Raw data availability: the small-molecule crystallography perspective
In a research climate that encourages the application of ‘FAIR’ data principles (that scientific data be Findable, Accessible, Interoperable and Reusable), crystallography has been able to hold its head high. Development of the Crystallographic Information Framework has led to the standardisation of datafile formats (and, more importantly, the precise codification of machine-readable terms for describing all useful attributes of data and associated metadata). Journals have required deposition of derived data in the form of atomic positional coordinates and displacement parameters, and, in many cases, the structure factors or Rietveld profiles from which models have been derived. The value of collecting these results as aggregated collections of searchable structural models in databases and journals has been well demonstrated over the last half-century.
However, in recent years, in line with concerns about research reproducibility (a 2018 Special Collection of Nature articles illustrates concerns in a variety of disciplines), focus in crystallography has shifted towards the desirability – or need – to retain and make available the primary experimental data (‘raw’ data) coming from the instruments. The IUCr commissioned a Diffraction Data Deposition Working Group (DDDWG) to consider the motivation and value of routinely storing and making available raw data sets.

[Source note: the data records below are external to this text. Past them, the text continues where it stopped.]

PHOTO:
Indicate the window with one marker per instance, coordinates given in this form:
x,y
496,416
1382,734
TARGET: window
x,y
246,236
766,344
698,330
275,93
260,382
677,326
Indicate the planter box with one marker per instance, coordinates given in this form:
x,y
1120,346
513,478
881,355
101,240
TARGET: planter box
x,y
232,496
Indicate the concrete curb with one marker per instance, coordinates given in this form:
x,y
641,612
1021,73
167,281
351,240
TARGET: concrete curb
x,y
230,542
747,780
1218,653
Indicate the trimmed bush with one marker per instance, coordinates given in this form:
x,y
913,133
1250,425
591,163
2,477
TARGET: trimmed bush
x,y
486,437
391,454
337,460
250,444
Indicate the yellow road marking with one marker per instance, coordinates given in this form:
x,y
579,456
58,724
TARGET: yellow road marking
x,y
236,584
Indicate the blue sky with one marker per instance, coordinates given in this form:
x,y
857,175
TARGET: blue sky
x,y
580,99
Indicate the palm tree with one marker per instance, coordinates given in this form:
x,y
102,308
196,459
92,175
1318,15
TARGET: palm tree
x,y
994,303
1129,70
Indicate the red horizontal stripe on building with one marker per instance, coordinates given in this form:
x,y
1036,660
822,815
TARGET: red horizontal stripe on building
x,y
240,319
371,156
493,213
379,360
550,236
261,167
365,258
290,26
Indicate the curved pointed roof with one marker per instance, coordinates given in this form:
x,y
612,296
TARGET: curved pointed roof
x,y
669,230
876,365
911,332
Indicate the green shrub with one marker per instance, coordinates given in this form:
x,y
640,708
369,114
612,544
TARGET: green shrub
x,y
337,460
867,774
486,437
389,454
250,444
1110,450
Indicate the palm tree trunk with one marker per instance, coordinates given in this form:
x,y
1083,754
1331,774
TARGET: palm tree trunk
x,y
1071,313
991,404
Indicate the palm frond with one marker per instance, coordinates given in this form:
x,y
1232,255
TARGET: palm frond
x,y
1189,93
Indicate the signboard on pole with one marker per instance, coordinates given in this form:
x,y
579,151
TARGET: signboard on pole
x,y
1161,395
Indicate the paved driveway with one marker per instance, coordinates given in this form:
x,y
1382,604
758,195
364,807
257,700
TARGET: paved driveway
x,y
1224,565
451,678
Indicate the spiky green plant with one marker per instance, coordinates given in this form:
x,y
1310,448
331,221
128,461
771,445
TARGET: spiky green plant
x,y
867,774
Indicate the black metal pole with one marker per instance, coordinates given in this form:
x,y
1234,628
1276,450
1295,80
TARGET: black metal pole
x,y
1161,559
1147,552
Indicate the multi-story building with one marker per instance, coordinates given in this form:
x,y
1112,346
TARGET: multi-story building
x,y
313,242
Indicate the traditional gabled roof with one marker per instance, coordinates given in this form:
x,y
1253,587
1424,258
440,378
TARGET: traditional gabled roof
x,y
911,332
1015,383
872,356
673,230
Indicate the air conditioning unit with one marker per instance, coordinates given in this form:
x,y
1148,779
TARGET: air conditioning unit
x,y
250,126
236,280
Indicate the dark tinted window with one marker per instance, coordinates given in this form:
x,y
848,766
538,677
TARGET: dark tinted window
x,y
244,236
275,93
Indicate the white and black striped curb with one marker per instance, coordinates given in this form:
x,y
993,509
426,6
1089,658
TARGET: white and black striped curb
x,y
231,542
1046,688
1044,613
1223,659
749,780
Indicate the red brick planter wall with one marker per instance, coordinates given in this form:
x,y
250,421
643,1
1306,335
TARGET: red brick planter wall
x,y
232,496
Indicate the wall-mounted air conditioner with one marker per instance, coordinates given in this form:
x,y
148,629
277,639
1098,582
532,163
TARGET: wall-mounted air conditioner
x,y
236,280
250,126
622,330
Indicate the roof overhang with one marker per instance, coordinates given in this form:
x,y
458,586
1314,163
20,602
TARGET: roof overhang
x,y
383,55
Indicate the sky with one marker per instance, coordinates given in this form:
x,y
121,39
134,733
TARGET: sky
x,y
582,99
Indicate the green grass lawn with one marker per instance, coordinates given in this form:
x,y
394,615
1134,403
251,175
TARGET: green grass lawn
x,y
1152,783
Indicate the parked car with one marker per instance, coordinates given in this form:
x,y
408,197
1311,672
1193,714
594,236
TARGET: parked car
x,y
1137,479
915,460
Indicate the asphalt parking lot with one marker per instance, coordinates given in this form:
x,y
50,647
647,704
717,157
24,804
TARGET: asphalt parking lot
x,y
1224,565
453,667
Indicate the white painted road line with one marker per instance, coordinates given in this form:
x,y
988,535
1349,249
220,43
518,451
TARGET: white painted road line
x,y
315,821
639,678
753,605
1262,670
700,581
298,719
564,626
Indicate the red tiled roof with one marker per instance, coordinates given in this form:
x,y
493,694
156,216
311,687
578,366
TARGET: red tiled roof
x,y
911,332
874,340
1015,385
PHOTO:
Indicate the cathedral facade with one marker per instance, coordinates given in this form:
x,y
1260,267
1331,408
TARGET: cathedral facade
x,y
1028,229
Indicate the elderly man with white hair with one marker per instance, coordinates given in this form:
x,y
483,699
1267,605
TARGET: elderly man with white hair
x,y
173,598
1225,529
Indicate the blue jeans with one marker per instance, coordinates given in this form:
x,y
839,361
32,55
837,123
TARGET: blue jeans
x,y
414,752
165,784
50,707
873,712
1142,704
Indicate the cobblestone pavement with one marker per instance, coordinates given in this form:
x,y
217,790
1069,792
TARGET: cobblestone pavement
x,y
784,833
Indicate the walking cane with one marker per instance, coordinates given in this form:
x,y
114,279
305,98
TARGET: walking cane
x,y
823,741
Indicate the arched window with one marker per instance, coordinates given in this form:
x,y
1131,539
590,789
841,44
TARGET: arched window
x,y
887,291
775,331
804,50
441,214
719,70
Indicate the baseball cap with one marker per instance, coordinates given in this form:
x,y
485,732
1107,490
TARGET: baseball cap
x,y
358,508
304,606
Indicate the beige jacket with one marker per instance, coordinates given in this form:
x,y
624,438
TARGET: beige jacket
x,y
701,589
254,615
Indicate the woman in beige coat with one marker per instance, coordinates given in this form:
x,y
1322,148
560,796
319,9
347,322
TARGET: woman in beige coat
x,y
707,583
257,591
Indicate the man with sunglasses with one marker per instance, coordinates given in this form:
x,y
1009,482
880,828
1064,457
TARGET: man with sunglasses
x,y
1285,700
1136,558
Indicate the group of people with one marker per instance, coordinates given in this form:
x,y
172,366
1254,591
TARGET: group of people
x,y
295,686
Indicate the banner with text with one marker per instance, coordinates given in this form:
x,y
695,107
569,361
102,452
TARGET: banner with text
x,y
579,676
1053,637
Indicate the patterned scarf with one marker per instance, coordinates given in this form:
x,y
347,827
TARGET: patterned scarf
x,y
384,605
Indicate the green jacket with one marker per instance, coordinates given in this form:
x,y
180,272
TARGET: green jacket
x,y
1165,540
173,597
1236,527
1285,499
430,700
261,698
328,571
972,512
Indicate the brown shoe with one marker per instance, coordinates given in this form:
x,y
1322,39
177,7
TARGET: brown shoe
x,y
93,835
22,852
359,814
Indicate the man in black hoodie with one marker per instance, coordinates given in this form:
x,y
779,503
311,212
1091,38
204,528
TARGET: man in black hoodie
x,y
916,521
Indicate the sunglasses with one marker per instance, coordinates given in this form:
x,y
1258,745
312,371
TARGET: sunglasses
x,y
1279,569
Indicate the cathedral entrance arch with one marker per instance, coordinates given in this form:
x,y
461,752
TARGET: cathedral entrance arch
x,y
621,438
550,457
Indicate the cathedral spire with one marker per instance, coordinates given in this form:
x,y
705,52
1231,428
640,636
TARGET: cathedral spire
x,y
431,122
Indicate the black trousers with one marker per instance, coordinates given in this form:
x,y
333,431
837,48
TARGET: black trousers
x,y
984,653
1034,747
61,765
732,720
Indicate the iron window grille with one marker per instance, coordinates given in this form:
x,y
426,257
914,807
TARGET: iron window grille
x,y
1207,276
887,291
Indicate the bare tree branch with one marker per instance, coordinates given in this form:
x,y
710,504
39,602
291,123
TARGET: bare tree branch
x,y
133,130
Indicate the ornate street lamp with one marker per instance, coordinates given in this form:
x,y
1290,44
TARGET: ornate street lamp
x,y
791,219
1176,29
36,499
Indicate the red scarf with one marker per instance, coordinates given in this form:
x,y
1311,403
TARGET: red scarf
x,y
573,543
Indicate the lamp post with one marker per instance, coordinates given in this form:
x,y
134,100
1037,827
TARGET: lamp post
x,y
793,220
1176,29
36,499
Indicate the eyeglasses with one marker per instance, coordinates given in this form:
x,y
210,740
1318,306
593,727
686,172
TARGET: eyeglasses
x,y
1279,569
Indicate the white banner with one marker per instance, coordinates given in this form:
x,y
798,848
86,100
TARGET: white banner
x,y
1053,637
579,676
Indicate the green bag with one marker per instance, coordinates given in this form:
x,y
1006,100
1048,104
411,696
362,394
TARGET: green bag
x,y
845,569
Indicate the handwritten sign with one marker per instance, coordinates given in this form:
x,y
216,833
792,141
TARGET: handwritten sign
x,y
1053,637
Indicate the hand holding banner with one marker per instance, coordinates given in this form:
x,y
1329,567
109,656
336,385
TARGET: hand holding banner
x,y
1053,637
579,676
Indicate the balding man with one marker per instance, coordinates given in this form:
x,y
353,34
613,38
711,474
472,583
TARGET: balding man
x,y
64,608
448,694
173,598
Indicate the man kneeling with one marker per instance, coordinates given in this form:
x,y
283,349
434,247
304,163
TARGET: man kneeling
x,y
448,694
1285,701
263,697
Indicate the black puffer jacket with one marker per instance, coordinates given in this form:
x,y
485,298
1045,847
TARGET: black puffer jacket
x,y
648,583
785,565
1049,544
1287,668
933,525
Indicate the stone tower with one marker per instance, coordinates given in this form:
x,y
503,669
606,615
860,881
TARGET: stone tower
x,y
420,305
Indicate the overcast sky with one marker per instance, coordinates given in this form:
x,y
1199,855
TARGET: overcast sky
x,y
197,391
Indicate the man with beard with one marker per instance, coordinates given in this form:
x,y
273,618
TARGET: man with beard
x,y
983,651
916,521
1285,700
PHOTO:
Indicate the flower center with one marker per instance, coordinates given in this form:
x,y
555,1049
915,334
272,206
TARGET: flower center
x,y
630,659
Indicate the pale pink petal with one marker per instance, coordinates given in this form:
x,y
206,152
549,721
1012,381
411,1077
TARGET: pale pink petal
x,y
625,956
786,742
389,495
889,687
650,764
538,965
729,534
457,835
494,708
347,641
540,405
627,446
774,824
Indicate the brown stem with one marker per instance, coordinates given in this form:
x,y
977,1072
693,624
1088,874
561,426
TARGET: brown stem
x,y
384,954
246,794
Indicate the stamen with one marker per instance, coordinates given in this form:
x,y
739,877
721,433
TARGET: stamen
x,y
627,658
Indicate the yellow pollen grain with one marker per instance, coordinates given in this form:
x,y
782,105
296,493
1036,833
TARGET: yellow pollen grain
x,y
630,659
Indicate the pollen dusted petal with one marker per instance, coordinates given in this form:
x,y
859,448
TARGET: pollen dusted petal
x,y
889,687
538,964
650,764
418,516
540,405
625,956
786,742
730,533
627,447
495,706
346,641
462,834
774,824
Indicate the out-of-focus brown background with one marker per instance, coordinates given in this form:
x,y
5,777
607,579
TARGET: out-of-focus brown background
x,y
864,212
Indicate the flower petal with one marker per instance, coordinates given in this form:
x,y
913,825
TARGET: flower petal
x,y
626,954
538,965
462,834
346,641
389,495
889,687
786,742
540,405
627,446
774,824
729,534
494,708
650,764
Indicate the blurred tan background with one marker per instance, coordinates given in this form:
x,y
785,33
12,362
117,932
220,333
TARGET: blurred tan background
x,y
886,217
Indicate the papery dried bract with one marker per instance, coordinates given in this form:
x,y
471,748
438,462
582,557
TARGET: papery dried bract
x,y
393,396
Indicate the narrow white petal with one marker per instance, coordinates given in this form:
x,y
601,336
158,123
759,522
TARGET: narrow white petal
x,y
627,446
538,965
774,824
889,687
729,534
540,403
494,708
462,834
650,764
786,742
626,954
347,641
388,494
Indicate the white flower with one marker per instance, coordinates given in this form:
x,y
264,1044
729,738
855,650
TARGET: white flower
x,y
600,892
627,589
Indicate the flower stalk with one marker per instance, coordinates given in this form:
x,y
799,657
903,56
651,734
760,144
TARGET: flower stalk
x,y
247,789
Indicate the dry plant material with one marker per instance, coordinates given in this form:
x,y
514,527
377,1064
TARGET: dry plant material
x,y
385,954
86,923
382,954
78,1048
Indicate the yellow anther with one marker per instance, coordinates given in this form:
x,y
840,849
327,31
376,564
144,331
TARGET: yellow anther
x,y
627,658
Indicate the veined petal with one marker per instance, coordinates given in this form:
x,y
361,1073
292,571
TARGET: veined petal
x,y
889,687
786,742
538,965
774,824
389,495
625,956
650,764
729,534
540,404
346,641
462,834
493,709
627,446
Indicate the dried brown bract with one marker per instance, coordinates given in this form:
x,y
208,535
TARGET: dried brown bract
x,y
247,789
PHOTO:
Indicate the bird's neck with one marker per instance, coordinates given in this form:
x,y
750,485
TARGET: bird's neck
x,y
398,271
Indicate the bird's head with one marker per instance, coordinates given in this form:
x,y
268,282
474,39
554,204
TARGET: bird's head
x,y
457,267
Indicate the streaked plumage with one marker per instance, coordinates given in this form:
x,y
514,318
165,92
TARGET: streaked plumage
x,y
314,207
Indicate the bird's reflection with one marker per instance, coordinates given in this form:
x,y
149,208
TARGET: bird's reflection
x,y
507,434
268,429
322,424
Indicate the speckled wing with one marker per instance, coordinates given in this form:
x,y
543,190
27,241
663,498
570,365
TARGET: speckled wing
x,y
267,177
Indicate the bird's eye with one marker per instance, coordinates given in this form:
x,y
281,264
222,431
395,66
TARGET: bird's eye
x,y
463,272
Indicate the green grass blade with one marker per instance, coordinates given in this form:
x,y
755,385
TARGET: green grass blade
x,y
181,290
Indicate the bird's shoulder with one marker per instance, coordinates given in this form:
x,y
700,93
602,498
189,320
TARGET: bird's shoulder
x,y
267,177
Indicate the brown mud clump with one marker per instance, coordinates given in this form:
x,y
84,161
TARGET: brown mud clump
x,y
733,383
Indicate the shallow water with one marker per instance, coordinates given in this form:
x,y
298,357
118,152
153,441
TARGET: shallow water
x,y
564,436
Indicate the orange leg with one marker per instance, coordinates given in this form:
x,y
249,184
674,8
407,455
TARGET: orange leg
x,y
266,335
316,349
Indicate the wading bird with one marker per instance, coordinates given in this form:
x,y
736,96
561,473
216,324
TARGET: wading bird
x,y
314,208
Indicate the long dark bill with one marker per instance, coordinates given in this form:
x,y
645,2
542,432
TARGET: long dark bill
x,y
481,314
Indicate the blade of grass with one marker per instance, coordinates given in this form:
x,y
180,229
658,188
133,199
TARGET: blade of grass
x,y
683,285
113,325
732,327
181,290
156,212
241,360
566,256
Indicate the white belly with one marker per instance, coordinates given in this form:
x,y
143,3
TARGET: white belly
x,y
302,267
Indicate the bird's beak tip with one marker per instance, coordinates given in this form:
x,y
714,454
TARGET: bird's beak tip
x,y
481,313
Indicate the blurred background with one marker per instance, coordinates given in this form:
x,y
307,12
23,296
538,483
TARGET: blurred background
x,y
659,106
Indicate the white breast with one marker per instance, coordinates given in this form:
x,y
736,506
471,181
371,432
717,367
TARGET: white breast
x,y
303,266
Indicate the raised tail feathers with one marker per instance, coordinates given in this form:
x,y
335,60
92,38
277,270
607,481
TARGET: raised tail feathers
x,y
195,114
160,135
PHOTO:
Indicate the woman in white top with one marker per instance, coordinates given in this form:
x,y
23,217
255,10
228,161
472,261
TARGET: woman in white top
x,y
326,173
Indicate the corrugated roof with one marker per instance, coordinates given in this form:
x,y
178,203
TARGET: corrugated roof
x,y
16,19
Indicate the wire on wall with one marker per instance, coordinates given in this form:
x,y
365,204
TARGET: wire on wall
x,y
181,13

The DDDWG’s final report (2017) spanned all the IUCr Commissions and the opportunities for these communities to harness the massive increases in archiving capabilities, even for raw data. The first of 14 Recommendations was:
Authors should provide a permanent and prominent link from their article to the raw data sets which underpin their journal publication and associated database deposition of processed diffraction data (e.g. structure factor amplitudes and intensities) and coordinates, and which should obey the 'FAIR' principles.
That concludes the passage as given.